Le discours présidentiel inclut la réforme du PNB, unanimement considéré comme un mauvais indicateur de richesse. Soit, mais que ne demandait-on pas à Jacques Attali de « libérer le bonheur national brut» et non la vile et quantitative « croissance » ? Amartya Sen et Joseph Stiglitz vont y réfléchir, tant mieux, car nous on se demande encore où est la cohérence dans tout cela. Suivent de mauvais sarcasmes sur les grognes identitaires des professeurs « avec toutes les manifestations que tous les gouvernements ont eues, ils devraient être au comble du bonheur ».

Quand Sarkozy se prend pour Brassens, il oublie un peu vite que Morin était un grand défenseur de l’idéal collectif de mai 1968, les quinze premiers jours où les cabinets des psychologues, des médecins, des gourous se vidaient par l’effet de l’euphorie collective, avant que le retour de l’ordre ne mette la société française sous antidépresseurs.

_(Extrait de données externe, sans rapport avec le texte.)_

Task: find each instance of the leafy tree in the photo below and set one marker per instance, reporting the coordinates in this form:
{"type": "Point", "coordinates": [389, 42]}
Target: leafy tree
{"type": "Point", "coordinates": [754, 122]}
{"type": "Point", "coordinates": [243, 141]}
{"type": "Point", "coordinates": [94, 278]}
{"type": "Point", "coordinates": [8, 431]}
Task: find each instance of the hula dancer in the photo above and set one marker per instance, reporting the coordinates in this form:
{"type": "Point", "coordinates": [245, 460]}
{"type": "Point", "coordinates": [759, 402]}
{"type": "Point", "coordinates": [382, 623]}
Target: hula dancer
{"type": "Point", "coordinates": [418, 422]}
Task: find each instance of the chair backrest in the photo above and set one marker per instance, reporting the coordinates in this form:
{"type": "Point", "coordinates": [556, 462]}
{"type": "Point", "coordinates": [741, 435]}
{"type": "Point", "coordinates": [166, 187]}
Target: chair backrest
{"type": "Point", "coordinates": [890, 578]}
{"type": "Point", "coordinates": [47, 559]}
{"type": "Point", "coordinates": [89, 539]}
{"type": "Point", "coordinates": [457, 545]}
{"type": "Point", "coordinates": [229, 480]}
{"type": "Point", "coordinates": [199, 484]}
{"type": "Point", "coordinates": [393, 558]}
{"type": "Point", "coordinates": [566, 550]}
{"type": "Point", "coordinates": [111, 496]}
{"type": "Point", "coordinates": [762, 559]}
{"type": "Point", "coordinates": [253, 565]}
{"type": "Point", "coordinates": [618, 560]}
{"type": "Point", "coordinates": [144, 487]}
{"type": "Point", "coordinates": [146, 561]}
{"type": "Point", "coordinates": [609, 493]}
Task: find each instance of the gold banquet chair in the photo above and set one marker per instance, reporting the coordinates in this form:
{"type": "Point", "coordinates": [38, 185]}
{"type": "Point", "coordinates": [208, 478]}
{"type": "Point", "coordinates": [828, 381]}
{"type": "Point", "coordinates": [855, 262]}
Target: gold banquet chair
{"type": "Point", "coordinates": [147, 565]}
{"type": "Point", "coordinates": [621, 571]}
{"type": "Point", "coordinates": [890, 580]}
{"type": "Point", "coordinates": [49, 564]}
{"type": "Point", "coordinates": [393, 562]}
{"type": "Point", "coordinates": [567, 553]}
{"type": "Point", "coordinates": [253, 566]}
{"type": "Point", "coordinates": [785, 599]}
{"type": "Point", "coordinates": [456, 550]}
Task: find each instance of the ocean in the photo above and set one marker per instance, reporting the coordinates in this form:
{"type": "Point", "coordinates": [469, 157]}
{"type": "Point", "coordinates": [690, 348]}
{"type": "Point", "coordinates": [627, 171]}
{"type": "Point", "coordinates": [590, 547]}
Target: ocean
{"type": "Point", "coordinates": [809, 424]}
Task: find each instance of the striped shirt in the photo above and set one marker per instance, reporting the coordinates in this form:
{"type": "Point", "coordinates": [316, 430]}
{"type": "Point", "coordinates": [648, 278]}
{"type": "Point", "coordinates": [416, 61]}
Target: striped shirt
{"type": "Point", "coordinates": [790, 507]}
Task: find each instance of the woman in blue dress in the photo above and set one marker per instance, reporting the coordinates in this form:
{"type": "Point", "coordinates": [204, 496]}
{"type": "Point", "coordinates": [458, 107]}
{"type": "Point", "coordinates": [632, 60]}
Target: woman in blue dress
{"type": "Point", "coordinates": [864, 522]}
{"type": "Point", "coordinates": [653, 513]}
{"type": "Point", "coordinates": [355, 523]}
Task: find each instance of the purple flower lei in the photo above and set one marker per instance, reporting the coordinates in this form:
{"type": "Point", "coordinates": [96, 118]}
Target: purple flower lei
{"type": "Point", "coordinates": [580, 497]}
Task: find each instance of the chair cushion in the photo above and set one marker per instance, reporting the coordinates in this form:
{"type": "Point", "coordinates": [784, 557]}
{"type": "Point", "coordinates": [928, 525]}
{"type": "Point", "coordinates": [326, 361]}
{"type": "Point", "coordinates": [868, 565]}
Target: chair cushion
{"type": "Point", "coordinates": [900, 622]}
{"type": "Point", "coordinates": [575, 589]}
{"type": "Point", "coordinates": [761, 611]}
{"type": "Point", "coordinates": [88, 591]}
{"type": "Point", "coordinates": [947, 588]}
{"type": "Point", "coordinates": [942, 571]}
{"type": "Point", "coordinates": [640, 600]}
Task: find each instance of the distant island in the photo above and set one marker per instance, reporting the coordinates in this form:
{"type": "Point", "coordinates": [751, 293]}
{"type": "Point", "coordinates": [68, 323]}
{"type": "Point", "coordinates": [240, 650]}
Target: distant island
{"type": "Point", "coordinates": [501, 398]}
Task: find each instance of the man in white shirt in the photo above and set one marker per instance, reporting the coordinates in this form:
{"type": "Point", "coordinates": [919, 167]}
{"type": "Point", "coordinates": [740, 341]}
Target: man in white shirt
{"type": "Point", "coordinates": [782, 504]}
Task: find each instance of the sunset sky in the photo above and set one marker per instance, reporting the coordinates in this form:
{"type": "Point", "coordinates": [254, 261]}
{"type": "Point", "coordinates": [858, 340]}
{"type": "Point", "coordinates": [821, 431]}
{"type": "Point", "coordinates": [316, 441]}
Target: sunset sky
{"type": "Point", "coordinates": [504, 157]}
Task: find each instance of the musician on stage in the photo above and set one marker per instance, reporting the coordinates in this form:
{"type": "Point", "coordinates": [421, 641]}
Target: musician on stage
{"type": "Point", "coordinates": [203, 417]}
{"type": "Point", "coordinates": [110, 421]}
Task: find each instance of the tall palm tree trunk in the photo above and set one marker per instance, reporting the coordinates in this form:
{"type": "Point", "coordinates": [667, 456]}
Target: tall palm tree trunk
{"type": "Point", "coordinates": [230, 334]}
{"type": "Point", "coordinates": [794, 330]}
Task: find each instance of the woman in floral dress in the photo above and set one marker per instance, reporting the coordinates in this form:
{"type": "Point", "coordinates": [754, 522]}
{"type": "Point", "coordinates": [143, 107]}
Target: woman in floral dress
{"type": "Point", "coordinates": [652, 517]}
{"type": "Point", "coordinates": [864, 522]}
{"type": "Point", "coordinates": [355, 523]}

Mais le Président est surtout passé à côté de l’aspect clé de la politique de civilisation, voûte de l’écologie politique : la compréhension de la pensée complexe, des boucles de rétroactions, de la nécessité d’une politique multimodale, à toutes les échelles. Alors, bien sûr il faut mettre fin aux rentes de situations et n’être prisonnier d’aucun lobby, mais il faut aussi avoir une vision d’ensemble, et pas seulement une addition de politiques patchworks au coup par coup, dont la meilleure illustration est l’improvisation totale dont la présidence a fait preuve sur la question de la transmission de la mémoire de la Shoah.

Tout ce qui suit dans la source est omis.